Three short stories were posted on the official Swansong website, providing more information on its main characters.
Originally posted on 6/24/2022 at "news.vampire-swansong.com", this entry's spotlight was on Boston's reigning Prince Hazel Iversen, detailing her background, beginning and rise to power. Other characters mentioned include Berel Underwood, Quentin King III and Iversen's sire, Nathan Appleton.
***
“I expected more of a struggle, if I’m honest.” Hazel Iversen watched on as Berel Underwood’s ghoul tapped away at the ceramic mold, creating the indentation she’d requested to symbolize her reign. Soon enough liquid gold would be poured inside, casting a signet ring suitable for the Prince of Boston.
“Oh, no. Don’t be foolish, my Prince. We supported you because you were the right choice for the role. I dare say, anyone else who stepped up would have faced a harder climb, but we, the city Primogen, were only too happy when you seized praxis. Truly.” Underwood bared his teeth in a smile, utterly insincere, but then, it didn’t need to be. He didn’t have to like Iversen to accept she was their Prince in this uncertain time. “And I’m sure your jewelry will wow the other Kindred at court. I’m sure of it.”
Prince Iversen stepped closer to the artist and his fine tools, being careful to not obscure the light, but keenly observing his every motion. “I don’t give two shits if the courtiers are wowed. But I will look the part, Underwood. King had knights, pageantry, and some idiots thinking he was King Arthur. I can’t exactly follow that with business attire and board meetings, can I?”
Underwood shook his head. “No, no, of course not.” He thought back to the last century of Quentin King’s reign… The small number of highs… The vast array of lows and assorted humiliations. Never again would the Primogen Council permit a Malkavian to take power, he was sure of that.
“And I could do without the sycophancy.” Hazel shot him a glare. “I came up the hard way. You know my story, so I won’t repeat it. I don’t need you licking my boots to know you’re supporting me.”
Underwood fixed that insincere smile back on his face. “Of course, my Prince. What good would I be were I not an honest critic and domain councilor? You can rely on me to lick nothing but what you present to me.”
The jeweler struggled to stifle a laugh as he continued to work, pretending to ignore the conversation taking place right over his head.
“Jesus Christ, Berel… It’s not like I don’t know you pushed your sire for praxis before me. Grow a spine.” Satisfied the jeweler knew what he was doing, Hazel Iversen left the back room, stepping out into the store, and then into the market. It was uncharacteristically quiet tonight. Maybe the city knows there’s a new manager at the helm… She ensured her collar was straight, her cuffs were visible, and her shoes were clean, before walking to her car.
In her wake, Berel Underwood listened for Iversen’s car engine before returning to the jeweler and leaning over him, blocking the lamplight entirely. “If these pieces you make are anywhere close to the quality of mine, I’ll take your eyes. I’ll push my thumbs into your sockets and pop those eyeballs out. And then, I’ll bite them off! Do you understand me?”
***
“Nathan Appleton? I thought he was dead.” In a time before, Hazel Iversen drummed her fingers on the boardroom desk at Iversen Freight, and stared crookedly at her fellow board members.
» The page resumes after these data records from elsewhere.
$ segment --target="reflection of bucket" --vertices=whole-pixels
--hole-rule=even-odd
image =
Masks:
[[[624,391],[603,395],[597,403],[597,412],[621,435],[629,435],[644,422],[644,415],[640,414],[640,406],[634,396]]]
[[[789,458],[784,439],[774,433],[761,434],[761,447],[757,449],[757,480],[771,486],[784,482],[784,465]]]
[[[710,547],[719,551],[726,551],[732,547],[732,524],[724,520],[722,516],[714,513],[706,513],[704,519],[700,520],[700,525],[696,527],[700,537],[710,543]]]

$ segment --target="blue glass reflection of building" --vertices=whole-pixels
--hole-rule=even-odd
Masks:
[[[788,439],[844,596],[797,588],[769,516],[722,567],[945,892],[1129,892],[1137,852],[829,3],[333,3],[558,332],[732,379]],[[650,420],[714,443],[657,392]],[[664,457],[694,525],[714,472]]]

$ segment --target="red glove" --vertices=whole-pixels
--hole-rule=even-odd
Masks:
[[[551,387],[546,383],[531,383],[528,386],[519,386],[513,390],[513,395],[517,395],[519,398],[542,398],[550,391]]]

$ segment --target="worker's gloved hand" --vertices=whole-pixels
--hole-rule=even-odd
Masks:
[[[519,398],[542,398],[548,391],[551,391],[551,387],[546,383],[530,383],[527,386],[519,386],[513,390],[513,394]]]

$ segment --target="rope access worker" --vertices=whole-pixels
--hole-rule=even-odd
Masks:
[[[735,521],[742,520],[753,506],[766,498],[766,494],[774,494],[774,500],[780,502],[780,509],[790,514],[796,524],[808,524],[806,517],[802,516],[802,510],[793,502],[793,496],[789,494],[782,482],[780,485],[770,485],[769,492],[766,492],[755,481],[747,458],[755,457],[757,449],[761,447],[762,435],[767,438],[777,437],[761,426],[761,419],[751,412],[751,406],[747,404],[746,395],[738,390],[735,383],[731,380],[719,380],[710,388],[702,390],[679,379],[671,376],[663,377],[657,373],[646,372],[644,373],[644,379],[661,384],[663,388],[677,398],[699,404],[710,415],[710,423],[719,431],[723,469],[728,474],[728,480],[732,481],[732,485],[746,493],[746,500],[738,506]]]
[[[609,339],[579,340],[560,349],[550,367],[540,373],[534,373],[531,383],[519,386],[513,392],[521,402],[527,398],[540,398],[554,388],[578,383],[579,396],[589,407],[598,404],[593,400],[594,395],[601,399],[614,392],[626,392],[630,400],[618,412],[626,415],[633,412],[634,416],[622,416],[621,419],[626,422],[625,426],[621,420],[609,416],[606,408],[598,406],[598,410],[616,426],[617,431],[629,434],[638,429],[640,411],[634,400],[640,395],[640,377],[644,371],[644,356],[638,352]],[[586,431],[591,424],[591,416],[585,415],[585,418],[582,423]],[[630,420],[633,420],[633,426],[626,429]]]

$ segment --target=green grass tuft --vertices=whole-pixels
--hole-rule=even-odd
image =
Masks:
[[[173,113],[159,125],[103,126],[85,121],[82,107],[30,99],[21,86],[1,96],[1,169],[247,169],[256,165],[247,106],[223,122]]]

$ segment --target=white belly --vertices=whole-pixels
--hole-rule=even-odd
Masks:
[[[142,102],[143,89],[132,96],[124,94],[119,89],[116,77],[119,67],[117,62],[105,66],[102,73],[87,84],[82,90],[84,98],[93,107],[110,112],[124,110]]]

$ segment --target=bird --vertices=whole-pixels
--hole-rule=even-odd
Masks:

Ever since her father died it was her duty to run the business, and though their freight and haulage services performed well throughout the New England region, she was alone, without allies in the industry. Her fellow board members were always attempting to push her one way or another, trying to control her, and through her, the flow of money out from her father’s empire. Her father’s untimely demise left him with no opportunity to introduce Hazel to business partners or warn her about rivals. And now, she was being presented with the name of a dead man as someone she just had to meet.
“Again, didn’t he die years ago? His business was textiles and textile shipping, if I recall. What do you want me to do; visit his grave?” She snorted a laugh and sat back in her chair. If this is some prank, or an attempt to make me look weak, I’m not playing along.
Boris Roberts, one of her fellow directors, all white whiskers and thick lenses, coughed and raised a hand. “That was, uh, our understanding, ma’am. Apparently it’s a common mistake. That was a different Nathan Appleton.”
Hazel’s brow furrowed. “You mean to tell me the Boston Herald, Globe, and other assorted press outlets all published obituaries for Nathan Appleton, textile king, when in fact another, completely unconnected Nathan Appleton passed away? Did they issue apologies?”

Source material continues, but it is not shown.